RCR8: Development of Radiolabelled Drug Carrier Systems for Molecularly Targeted Radiotherapy

Jyothi Menon1,Joshua Owen1,Robert Carlisle1,Katherine Vallis1

1University of Oxford, Oxford, UK

Presenting date: Tuesday 3 November
Presenting time: 13.10-14.00


Tagging of radioisotopes to targeting moieties such as peptides, antibodies and nucleotides aids in more precise delivery of these isotopes to cancer cells for treatment. However some of the obstacles to successful delivery of these radiolabelled molecules include poor circulation half-life, inefficient tumour extravasation and penetration. Liposomal and poly lactic-co-glycolic acid (PLGA) drug carrier systems have extended circulation profiles but would benefit from enhanced binding and entry into target cancer cells.

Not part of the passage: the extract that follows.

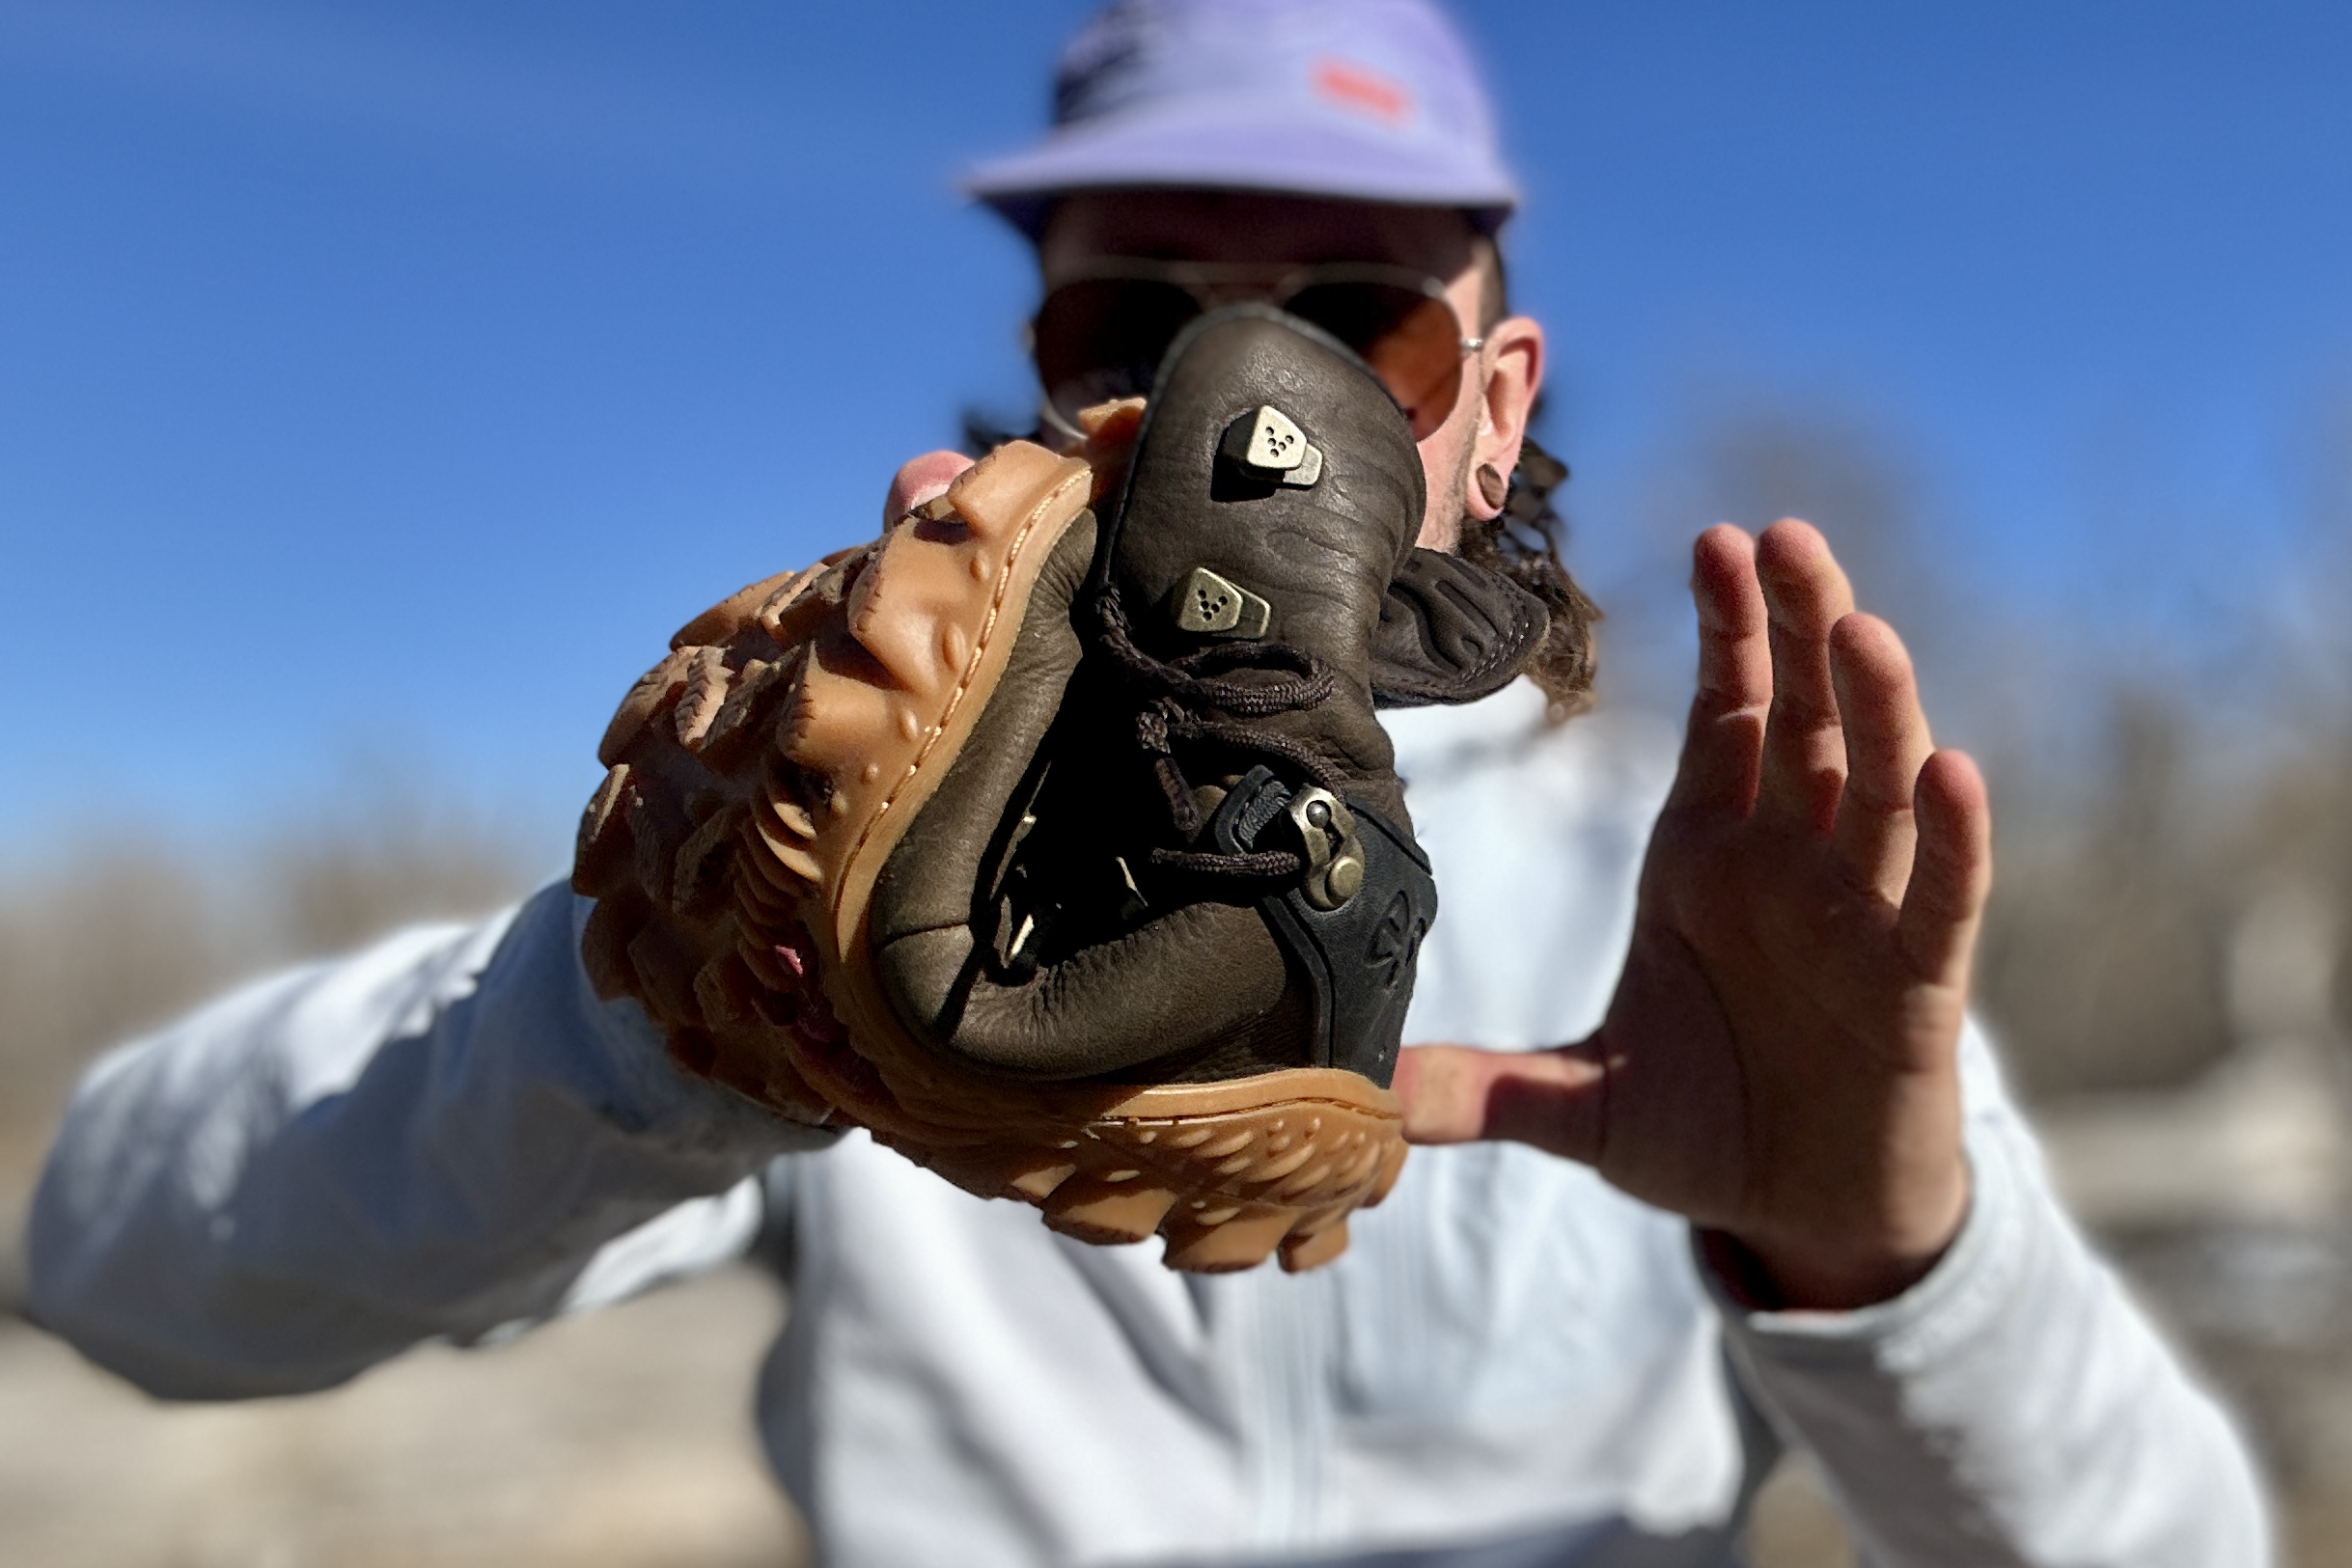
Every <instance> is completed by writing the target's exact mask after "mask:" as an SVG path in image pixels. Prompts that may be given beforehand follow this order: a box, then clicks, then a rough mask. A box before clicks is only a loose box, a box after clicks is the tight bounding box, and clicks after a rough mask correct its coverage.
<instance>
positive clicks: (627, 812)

To address some of these challenges, liposomes and PLGA particles tagged with radiolabelled targeting moieties were designed, formulated and then tested for specific binding to cancer cell lines.

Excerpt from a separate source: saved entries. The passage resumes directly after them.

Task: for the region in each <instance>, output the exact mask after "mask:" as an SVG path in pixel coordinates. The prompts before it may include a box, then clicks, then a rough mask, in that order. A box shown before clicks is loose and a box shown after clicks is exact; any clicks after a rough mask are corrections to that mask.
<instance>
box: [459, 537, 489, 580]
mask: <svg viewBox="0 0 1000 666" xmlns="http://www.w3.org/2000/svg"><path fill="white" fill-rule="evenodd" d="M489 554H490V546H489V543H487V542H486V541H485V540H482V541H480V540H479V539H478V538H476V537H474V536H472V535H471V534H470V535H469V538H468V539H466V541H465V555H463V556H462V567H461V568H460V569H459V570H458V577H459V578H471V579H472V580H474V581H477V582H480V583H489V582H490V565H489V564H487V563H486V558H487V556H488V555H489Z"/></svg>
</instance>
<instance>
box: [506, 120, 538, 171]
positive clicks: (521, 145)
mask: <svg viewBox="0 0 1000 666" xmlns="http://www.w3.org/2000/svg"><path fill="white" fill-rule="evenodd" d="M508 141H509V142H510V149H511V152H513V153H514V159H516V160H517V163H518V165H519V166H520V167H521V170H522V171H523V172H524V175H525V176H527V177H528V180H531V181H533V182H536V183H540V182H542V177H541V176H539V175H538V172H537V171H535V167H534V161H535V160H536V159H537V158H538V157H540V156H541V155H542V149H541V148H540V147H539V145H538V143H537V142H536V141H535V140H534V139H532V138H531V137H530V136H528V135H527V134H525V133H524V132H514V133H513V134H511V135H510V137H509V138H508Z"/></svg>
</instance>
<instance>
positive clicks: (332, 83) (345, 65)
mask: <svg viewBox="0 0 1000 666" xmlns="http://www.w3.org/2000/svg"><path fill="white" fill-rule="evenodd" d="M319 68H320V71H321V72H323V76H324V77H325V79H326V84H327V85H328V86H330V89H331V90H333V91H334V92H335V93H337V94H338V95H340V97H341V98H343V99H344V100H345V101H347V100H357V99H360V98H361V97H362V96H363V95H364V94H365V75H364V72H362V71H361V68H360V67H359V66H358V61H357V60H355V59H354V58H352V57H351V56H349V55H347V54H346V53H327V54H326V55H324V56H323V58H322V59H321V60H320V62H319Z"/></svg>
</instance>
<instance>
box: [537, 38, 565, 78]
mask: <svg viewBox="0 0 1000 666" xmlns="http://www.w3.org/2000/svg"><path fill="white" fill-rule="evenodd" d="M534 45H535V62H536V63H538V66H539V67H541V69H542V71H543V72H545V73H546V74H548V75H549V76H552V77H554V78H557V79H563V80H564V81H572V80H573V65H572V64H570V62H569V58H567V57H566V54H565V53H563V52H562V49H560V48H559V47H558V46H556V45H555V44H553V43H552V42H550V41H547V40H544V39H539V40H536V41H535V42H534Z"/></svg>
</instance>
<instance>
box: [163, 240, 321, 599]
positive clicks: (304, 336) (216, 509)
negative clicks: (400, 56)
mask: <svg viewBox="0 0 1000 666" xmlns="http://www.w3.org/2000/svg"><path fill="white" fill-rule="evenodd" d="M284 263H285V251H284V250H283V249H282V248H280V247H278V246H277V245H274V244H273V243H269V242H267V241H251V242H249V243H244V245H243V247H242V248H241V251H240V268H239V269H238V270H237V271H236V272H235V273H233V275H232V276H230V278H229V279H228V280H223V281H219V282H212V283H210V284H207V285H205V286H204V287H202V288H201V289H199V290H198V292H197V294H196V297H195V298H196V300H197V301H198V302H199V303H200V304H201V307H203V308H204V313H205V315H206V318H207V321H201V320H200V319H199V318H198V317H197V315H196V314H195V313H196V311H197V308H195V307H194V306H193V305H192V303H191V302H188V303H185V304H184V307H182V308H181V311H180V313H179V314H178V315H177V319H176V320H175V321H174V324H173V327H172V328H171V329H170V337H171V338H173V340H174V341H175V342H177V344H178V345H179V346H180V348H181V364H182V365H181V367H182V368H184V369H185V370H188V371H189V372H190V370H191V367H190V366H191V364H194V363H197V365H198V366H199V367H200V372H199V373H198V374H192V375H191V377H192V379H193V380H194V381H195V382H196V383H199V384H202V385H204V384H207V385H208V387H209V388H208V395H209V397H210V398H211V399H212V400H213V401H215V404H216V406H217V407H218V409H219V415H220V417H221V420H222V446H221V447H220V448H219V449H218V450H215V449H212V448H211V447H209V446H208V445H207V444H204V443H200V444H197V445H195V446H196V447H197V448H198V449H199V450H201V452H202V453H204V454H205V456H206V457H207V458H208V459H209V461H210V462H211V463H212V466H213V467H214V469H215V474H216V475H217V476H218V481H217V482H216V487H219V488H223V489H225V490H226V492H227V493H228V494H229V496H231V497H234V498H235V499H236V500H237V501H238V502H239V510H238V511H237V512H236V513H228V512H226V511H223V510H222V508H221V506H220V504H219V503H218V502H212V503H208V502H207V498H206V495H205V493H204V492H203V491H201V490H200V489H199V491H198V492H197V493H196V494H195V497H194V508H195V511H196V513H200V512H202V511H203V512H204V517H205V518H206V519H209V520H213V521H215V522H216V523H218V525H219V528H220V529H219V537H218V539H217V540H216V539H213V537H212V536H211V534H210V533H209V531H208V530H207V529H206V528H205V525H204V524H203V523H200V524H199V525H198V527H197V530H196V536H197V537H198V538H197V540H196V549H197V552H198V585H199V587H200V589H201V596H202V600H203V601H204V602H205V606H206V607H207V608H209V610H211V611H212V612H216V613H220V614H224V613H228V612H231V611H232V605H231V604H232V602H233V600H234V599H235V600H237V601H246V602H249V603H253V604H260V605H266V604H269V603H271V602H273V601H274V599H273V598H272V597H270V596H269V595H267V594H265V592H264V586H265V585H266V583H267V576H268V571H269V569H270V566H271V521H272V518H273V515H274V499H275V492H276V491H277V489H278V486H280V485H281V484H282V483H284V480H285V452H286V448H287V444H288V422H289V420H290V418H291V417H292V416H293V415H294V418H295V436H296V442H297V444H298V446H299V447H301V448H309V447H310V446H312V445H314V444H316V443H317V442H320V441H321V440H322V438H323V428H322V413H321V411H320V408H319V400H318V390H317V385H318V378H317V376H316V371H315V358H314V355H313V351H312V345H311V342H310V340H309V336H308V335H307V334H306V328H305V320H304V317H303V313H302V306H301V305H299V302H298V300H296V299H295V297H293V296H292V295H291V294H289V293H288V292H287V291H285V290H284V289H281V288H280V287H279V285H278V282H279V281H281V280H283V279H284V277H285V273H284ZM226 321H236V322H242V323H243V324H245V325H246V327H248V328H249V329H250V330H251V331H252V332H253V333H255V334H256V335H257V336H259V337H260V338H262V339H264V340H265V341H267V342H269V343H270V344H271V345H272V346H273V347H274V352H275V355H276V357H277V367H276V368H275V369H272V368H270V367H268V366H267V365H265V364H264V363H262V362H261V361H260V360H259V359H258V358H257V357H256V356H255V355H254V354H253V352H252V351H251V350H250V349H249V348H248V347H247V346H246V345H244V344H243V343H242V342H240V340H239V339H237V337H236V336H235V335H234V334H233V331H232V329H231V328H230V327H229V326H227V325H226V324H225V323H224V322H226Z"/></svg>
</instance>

Distearoylphosphatidylethanolamine-poly ethylene glycol (DSPE-PEG) based liposomes and PLGA particles were developed and surface modified with epidermal growth factor-diethylenetriamine pentaacetate (EGF-DTPA) followed by 111In radiolabelling. The EGF-tagged formulations were characterised using zetasizer and transmission electron microscopy (TEM). Direct particle cytotoxicity was assessed using the MTT assay. Targeting capabilities were studied by exposing EGFR+ve luciferase-expressing MDA-MB-231 or EGFR-ve luciferase expressing MCF7 breast cancer cells to EGF-tagged or non-tagged particles containing the model drug luciferin.


The particles were spherical in morphology with a diameter of 140-160 nm. More than 95% of the 111In added was tagged to the particles. Neither liposomes nor PLGA particles showed intrinsic cytotoxicity. Greater delivery (2-fold increase, p<0.05) of EGF-tagged luciferin-containing particles was observed in MDA-MB-231 cells than in MCF7 cells, this was not the case for non-tagged particles. EGF-tagged particles also gave better delivery (3.5-fold increase, p<0.05) than non-tagged particles in MDA-MB-231 cells, this was not the case in MCF7 cells.


Preliminary work on 111In- and EGF-tagged liposomes and PLGA particles have shown promise in vitro in terms of targeted cellular uptake and drug delivery. Further studies include receptor binding kinetics and feasibility of using these systems in vivo for ultrasound-assisted radiopharmaceutical delivery.